Could pilots, cabin crew and ground staff be prohibited from striking?

The seven-day strike by leading unions at South African Airways (SAA) representing cabin crew, ground staff and technical staff who are demanding an 8% pay hike, has raised calls from some political quarters to declare aviation an essential service.

Any application to the Essential Services Committee to have the whole or any part of the aviation services declared an essential service is unlikely to succeed – but in very particular circumstances it could be argued as an essential service.

The effect of being declared an Essential Service is that such declaration would severely restrict the employees' covered by the declaration ability to strike – such strike would be unlawful. Employees and their employers would be forced to go to arbitration over pay hikes.

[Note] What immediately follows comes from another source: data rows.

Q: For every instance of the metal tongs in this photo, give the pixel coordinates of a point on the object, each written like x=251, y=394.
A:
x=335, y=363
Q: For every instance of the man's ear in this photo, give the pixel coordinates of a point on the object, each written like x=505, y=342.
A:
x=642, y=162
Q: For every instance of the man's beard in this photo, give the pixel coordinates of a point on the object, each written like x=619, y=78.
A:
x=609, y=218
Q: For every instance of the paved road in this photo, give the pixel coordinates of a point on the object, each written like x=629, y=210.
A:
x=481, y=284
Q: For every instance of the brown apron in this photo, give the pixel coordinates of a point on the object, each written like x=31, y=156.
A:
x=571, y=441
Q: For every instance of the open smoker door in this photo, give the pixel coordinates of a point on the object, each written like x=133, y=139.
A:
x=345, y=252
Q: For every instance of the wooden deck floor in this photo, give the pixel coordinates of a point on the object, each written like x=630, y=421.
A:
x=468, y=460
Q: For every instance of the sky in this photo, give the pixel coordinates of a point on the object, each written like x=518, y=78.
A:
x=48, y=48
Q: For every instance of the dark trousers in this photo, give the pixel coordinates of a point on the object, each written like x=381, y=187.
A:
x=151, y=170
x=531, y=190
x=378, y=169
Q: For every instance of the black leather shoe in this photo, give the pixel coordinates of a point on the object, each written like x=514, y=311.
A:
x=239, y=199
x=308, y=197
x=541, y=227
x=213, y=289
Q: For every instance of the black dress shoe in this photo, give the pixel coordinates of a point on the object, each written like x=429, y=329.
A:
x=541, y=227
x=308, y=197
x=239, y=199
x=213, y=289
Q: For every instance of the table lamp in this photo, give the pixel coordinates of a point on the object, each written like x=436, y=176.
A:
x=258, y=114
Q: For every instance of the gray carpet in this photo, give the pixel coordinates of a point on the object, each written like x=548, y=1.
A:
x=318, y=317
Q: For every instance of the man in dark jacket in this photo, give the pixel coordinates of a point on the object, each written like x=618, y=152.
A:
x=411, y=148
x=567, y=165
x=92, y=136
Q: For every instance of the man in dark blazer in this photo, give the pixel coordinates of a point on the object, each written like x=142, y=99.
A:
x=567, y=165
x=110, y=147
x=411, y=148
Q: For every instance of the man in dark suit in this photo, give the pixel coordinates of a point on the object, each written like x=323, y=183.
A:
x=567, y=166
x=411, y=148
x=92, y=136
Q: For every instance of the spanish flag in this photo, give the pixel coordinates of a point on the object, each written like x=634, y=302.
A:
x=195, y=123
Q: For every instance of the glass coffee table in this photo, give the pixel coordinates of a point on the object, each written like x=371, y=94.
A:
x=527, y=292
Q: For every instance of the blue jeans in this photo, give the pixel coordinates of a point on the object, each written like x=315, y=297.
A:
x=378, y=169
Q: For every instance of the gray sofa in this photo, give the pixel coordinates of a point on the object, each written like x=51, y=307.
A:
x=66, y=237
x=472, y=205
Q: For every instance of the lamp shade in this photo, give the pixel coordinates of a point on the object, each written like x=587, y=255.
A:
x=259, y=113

Under Section 23(2)( c ) of the South African Constitution, and Section 64 of the Labour Relations Act, all employees have the right to strike. However, the right is not absolute. Section 65(1)( d ) of the LRA states that no person engaged in an essential service may strike.

Section 213 of the Labour Relations Act defines an “essential service” as “a service the interruption of which would endanger the life, personal safety or health of the whole or any part of the population”. The only two essential services mentioned in the act are the police services and Parliamentary services.

Economic harm resulting from a strike is not sufficient grounds to declare a service essential. For example, an attempt a few years ago to interdict striking employees responsible for delivering cash to ATMs on the grounds that they were delivering an essential service was unsuccessful.

The services rendered by commercial pilots, cabin crew and technicians would in most situations not satisfy the criteria to be classified as an essential service. These criteria, which are internationally recognized, require that satisfactory proof is provided to demonstrate that a strike- which interrupted the service- would result in the endangerment of the life, personal health or safety of the whole or part of the population. Equally important is that there are numerous alternatives transportation options to South African Airways including a number of airline competitors, road and rail transportation.

On the other hand, air traffic controllers perform a service which without a doubt is an essential service, as should such employees engage in any form of industrial action, such interruption would endanger the life, personal health or safety of the whole or part of the population.

Another aspect to consider is that the airline industry and flying in particular is highly regulated by local and international aviation regulations which are strictly enforced by the authorities. SAA pilots are not on strike, but for example if the flight deck crew reported for work and the cabin crew did not because they were on strike, civil aviation laws would prevent such a flight from taking place, as cabin crew are an integral component of safety on board and are required on every passenger flight. This is also the position where technical staff are required to sign off on the safety of the aircraft before every flight, and if there is no sign off such flight cannot take off.

The concept of essential services is not fixed. A non-essential service may become essential if a strike lasts beyond a certain time or extends beyond a certain scope. At that point it may endanger the life, personal safety or health of the whole or part of the population. For example, if no airlines were operating and pilots and cabin crew were needed to transport urgently needed medicine/food/critically ill patients, then it could be argued they are performing an essential service and should be prohibited from ​striking.